Opponent Gustavo Petro won the first round of Colombia’s presidential election by a wide margin on Sunday and now has a strong chance of becoming the country’s first left-wing president in recent history, after a historic rout of the right.
He will face in the second round, on June 19, an independent candidate, the millionaire Rodolfo Hernandez. Conservative candidate Federico Gutierrez came third, a surprise result that marks an unprecedented defeat for Colombia’s traditional right.
Favorite in the polls throughout the campaign, Senator Petro, a former guerrilla convert to social democracy, economist and former mayor of Bogotá, obtained 40.32% of the vote, according to official results covering 99% of the ballots counted. .
“Colombian Trump”
In the opinion of all observers, Mr. Petro, 62, has been able to exploit the thirst for change shown by Colombians in the face of inequalities and corruption, a need which he has made his emblem with his slogan “for life “.
The four years in office of the outgoing Conservative President, Ivan Duque, who could not stand for re-election, saw no substantive reform.
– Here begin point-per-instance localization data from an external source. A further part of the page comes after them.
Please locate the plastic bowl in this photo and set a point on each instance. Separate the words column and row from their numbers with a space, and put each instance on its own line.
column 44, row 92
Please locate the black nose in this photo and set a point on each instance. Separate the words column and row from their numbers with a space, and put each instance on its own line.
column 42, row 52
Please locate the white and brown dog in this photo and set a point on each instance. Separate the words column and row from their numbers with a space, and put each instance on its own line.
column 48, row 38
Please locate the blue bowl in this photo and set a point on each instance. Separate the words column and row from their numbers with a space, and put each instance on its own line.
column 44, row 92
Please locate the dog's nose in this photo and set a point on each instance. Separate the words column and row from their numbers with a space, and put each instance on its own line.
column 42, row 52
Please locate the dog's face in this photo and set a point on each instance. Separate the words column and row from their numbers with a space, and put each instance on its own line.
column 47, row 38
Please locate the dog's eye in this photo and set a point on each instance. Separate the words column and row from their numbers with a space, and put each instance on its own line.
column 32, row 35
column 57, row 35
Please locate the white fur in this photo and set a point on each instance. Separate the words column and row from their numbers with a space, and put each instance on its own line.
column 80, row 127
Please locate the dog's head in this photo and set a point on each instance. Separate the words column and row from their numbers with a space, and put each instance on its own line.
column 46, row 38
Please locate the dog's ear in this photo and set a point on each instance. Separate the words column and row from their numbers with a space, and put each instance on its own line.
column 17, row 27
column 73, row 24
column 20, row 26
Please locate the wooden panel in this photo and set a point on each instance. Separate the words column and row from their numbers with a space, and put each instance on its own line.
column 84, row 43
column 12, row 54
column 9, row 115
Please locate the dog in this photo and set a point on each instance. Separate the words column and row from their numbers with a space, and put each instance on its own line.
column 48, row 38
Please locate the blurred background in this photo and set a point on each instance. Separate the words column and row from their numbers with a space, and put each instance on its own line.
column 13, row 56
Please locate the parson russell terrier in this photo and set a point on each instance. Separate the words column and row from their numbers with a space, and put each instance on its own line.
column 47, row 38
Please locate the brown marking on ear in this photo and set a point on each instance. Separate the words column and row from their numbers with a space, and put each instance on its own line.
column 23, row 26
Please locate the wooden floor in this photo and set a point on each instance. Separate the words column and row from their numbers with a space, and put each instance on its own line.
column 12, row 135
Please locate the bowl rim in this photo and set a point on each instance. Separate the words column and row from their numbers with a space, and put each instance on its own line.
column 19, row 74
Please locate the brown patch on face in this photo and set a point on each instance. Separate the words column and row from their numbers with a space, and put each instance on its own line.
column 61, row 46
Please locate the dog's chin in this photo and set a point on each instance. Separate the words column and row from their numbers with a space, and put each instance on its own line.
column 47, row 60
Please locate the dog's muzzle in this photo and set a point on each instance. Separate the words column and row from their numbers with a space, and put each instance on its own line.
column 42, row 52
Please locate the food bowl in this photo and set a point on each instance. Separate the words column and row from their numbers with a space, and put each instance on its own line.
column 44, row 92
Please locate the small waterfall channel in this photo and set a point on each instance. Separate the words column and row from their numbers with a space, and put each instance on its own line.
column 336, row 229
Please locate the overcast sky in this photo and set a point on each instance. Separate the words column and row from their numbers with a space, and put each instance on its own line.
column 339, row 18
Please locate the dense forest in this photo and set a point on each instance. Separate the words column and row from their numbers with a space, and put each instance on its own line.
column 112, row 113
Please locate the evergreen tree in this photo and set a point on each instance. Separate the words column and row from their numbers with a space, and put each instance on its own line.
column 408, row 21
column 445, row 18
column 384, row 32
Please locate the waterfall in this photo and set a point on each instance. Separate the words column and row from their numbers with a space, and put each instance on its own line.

They were marked by the pandemic, a deep recession, massive anti-government protests in the cities and an increase in violence by armed groups in the countryside.
“There are only two possibilities: leave things as they are […], which means more corruption, violence, hunger. Or change Colombia and lead it towards peace, prosperity and democracy,” Petro said on Sunday after voting in Bogotá.
His accession to the highest office would be a political earthquake in a country where conservatives have monopolized power for decades.
Dozens of journalists awaited Sunday evening the first statements of the winner of this first round at his campaign headquarters in the capital. Around them, supporters of the “Historical Pact” coalition celebrated with applause each count confirming the advance of their champion.
This is the third time that Mr. Petro has participated in the presidential election. This time, he has as a running mate for the vice-presidency an Afro-Colombian, Francia Marquez. The rise to the top of the state of this charismatic militant with a feminist and anti-racist discourse would also mark a turning point in Colombian politics, traditionally dominated by the same elites.
As some polls at the end of the campaign suggested, millionaire Rodolfo Hernandez, 77, comes in second place, with 28.20% of the vote.
Mr. Hernandez, former mayor of the city of Bucaramanga (north) and businessman with often outrageous or eccentric statements, is nicknamed by the local press the “Colombian Trump”. He is ahead of conservative candidate Federico Gutierrez by almost four points (23.87%).
“Absolute tranquility”
While Mr. Gutierrez was seen throughout the campaign as the challenger de Petro, these results mark the historic rout of the old Colombian right, like its mentor, ex-president Alvaro Uribe, today mired in legal disputes.
“Today the country has won because it does not want to continue another day with the same people who have brought us to the painful situation we know,” commented Mr. Hernandez in the evening from his stronghold of Bucaramanga. .
“We now know that there is a firm will among citizens to put an end to corruption as a system of government”, he said, judging that “the next few days will be decisive in determining the future of the country”. . “I am counting on you to win in the second round and thus be able to concretize this great path that you have opened today”, he concluded.
“A fortnight ago, no one could have imagined that a tiktokero [fan de TikTok] would be the strength of this first round “and that it could become” Petro’s worst nightmare “, commented in the evening the online media Cambio, summing up the surprise of the local press.
“This crude, nearly octogenarian engineer came out of nowhere, started to rise in the polls and succeeded, without leaving his home and thanks to a blitz on social media, to meet the aspirations of a part of the population and become the only candidate capable of beating Petro one-on-one,” Cambio said.
The turnout was 54.8%, and the ballot took place normally, according to the authorities. A plethora of international observers, including from the European Union and the Organization of American States, attended the polls, and nearly 300,000 police and military had been deployed throughout the territory, plagued by increasing violence by the armed groups in recent months.
Interior Minister Daniel Palacios spoke of “absolute tranquility, without major alteration of public order”, despite nearly 600 reported irregularities.